In [1]:
import sys
sys.path.append("../GarNet")

import pandas as pd
import numpy as np

import garnet

# Having issues importing despite module exising in virtual environment? 
# See https://github.com/jupyter/notebook/issues/397

# Generate GarNet file

Skip this section if GarNet file has already been generated. See Appendix for how to obtain UCSC reference file.

In [2]:
reference_file = "../garnet_data/reference/ucsc_reference.hg19.bed"
motif_file = "../garnet_data/motifMap_hg19_short/motifMap.hg19.chr1.short.bed"
output_file = "../garnet_data/motifMap_hg19_short/garnetDB.motifmap.hg19.chr1.short.tsv"
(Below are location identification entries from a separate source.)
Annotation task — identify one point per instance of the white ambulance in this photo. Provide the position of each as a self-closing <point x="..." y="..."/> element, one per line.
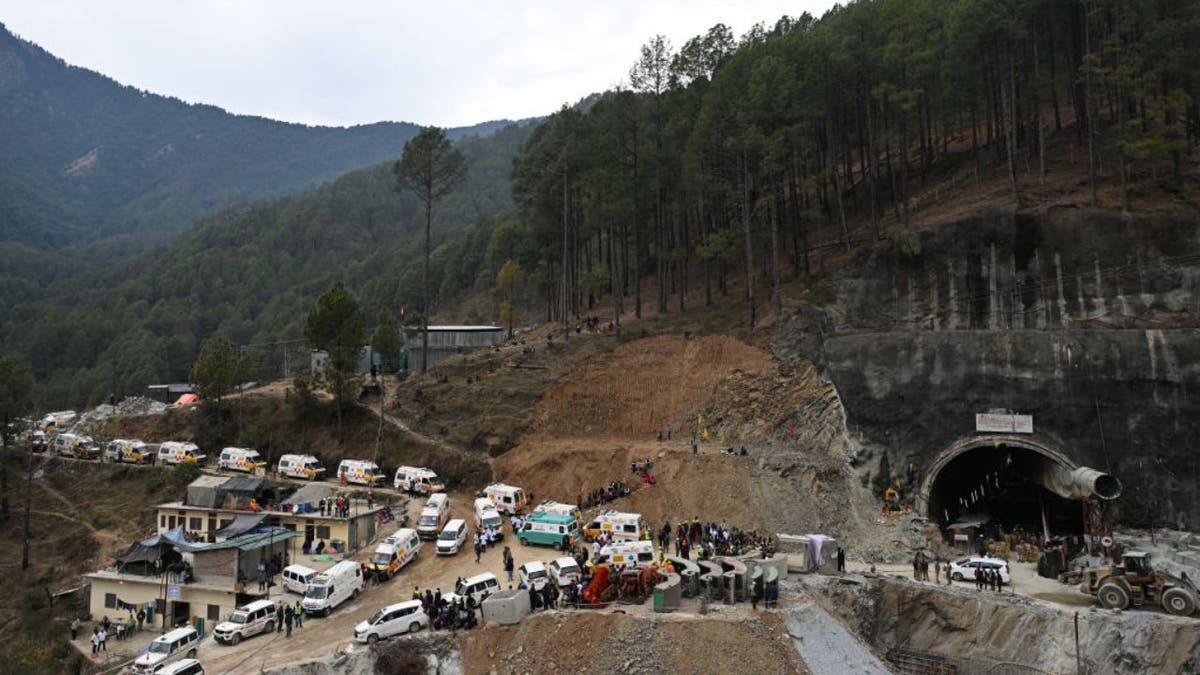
<point x="433" y="515"/>
<point x="418" y="479"/>
<point x="621" y="526"/>
<point x="131" y="452"/>
<point x="627" y="553"/>
<point x="360" y="472"/>
<point x="175" y="452"/>
<point x="394" y="554"/>
<point x="508" y="499"/>
<point x="240" y="459"/>
<point x="301" y="466"/>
garnet_df = garnet.construct_garnet_file(reference_file, motif_file, output_file, 10000)
garnet_df.head()

05:01:49 - GarNet: INFO -   - TSS file already exists here ../garnet_data/reference/ucsc_reference.hg19.tss.bed
05:01:49 - GarNet: INFO -   - Searching for motifs near genes. This may take a while...
05:01:50 - GarNet: INFO -   - 23192 motif-gene associations found and written to ../garnet_data/motifMap_hg19_short/garnetDB.motifmap.hg19.chr1.short.tsv


Unnamed: 0,motifChrom,motifStart,motifEnd,motifName,motifScore,motifStrand,geneName,tssStart,tssEnd,motif_gene_distance
0,chr1,59236,59242,NKX3-2,1.0,-,OR4F5,69090,69091,-9854
1,chr1,62757,62764,SOX10,0.038916,+,OR4F5,69090,69091,-6326
2,chr1,62780,62787,TBP,1.0,+,OR4F5,69090,69091,-6303
3,chr1,62862,62868,NKX3-2,1.0,-,OR4F5,69090,69091,-6228
4,chr1,62936,62942,GATA3,1.0,-,OR4F5,69090,69091,-6154


# Map peaks to genes using a549 data

This is accomplished by intersecting motifs with genes specified in the open chromatin bed file. 

In [3]:
peaks_file = "a549_example_peaks.chr1.bed"
expression_file = "a549_example_expression.txt"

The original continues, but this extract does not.